Sarah Lee, a married mom of four, is taking it off — all her makeup, that is.
“Going makeup-free is so freeing,” Lee, 51, told The Post. “I have more interesting and important things to contribute to the world other than just my physical appearance.”
And Lee of Sacramento, Calif., isn’t in a rush to reapply her blush.
The grandma of two tikes under age 5, alongside other moms and role models — from everyday women to “Wonder Woman” star Gal Gadot and “Baywatch” babe Pamela Anderson — is forging the excessive use of foundations, glosses and social media filters for the long term.
And for the sake of young girls everywhere.
It’s a gallant, anti-glitzy effort toward teaching tots and teens to embrace their God-given looks, rather than succumb to the modern-day pressures of looking picture-perfect.
Holly Jessica, a mom of two, calls it the “Get Un-Ready With Me” movement.
The “un-ready” crusade rises as the antithesis of the viral “Get Ready With Me” or “#GRWM” challenge — those cutesy vids from adults and children alike that take audiences on a multistep journey through a content creator’s primping process.
“I believe it’s OK to want to feel good and put on makeup,” Jessica, a fit influencer from Australia, told The Post. “But I don’t believe we need it every day.”
Without shame, she’s ripped off the fake eyelashes and wiped away the faux glow for all of TikTok to see, hoping to inspire her tween-ager, Koko, to “love herself the way she is and know her worth.”
The call for natural beauty is getting louder. The mother-led swing away from makeup comes on the heels of the “Sephora girls” craze, which saw little ladies under age 13 flocking to beauty shops and cosmetic counters for primping products and anti-aging creams.
While every day is no makeup for some, others are simply forsaking foundation in unity for a day. Every April 26, National No Makeup Day celebrates bare-faced beauty and invites glamor gals to go without preening products for at least 24 hours.
But the “Get Un-Ready With Me” campaign, aimed at de-influencing impressionable spectators from packing on the face paint, is not to deter youngsters from gussying up every now and then.
Instead, the makeup-free trend is meant to help counteract the mental health crisis spurring among Gen Zers and Gen Alphas — girls and boys under age 18. It’s a plague that’s triggered an increase in teen body-image issues, low self-esteem, anxiety and social comparison thanks to the smoke and mirrors of the worldwide web, per recent research.
Yamalis Diaz, a child and adolescent psychologist with NYU Langone Healthsays initiatives like the “un-ready” mission can serve as a worthwhile “antidote” to the ills of the influential internet.
“Young people are experiencing the psychological damages due to the unrealistic beauty standards they’re seeing online,” Diaz told The Post.
Diaz said stars who opt for fresh-faced looks on the red carpet and regular moms alike are making a big impact, too.
“Parents, and even celebrities like Alicia Keys and Pamela Anderson, who are making an effort to course correct and recalibrate some of the messaging about natural beauty and aging, can help kids better understand that most of what they’re seeing [on social media] isn’t real.”
It’s a lesson Gadot, 39, wants her brood of four daughters, who range in age from 13 years old to 12 months, to learn.
“[My kids are growing] up with all these filters. With curated postings. They think it’s real, not knowing that it’s been totally filtered and retouched,” the “Snow White” villainess recently told DuJour Magazine. “I tell them, ‘Whatever you see out there, it’s false, not true.’ It’s a very confusing world for a girl.”
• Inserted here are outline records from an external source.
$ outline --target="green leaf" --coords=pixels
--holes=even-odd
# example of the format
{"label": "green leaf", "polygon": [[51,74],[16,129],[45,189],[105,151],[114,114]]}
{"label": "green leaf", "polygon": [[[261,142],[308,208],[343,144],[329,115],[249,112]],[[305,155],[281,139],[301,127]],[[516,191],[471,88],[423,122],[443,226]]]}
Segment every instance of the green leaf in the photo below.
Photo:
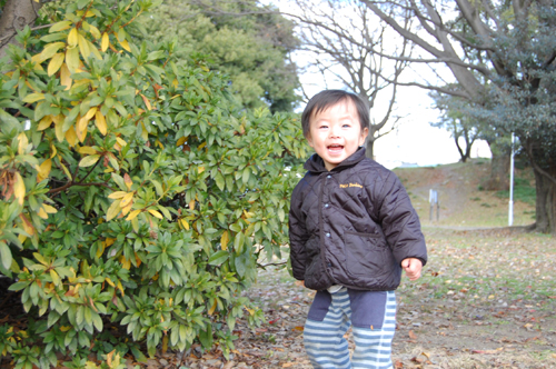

Anna Karp, a mom of one and dermatologist in Tribecatold The Post she teaches her 6-year-old, Lily, that applying mascaras, shadows and goops can make you look “fancy” — but they’re not what makes you “pretty.”
“I tell my daughter and my patients that it’s more important to have healthy skin than it is to cover it with makeup,” said Karp, a clinical assistant professor at NYU. She recently ditched her daily doll-up routine to, instead, rock an untouched mug on a regular basis.
“I just wear my sunscreen and feel very confident in my own skin,” added the doc, 39. “I want the message to be: We’re pretty naturally.”
For Chelsea Hollenbeck, challenging herself to go au naturel for 40 days at the top of 2025 wasn’t just to promote self-love and acceptance to her three little nieces.
It was an act of self-liberation.
“I feel so much more confident about my face”, said Hollenbeck, 31, a minimalist stylist from the Upper East Side. “I’m more focused on skin care and skin health — not how I look or what people think about me.”
“I’m free from the crutch of makeup,” she gushed. “Without that burden, I happily go about my day, stay in my lane and pay my rent.”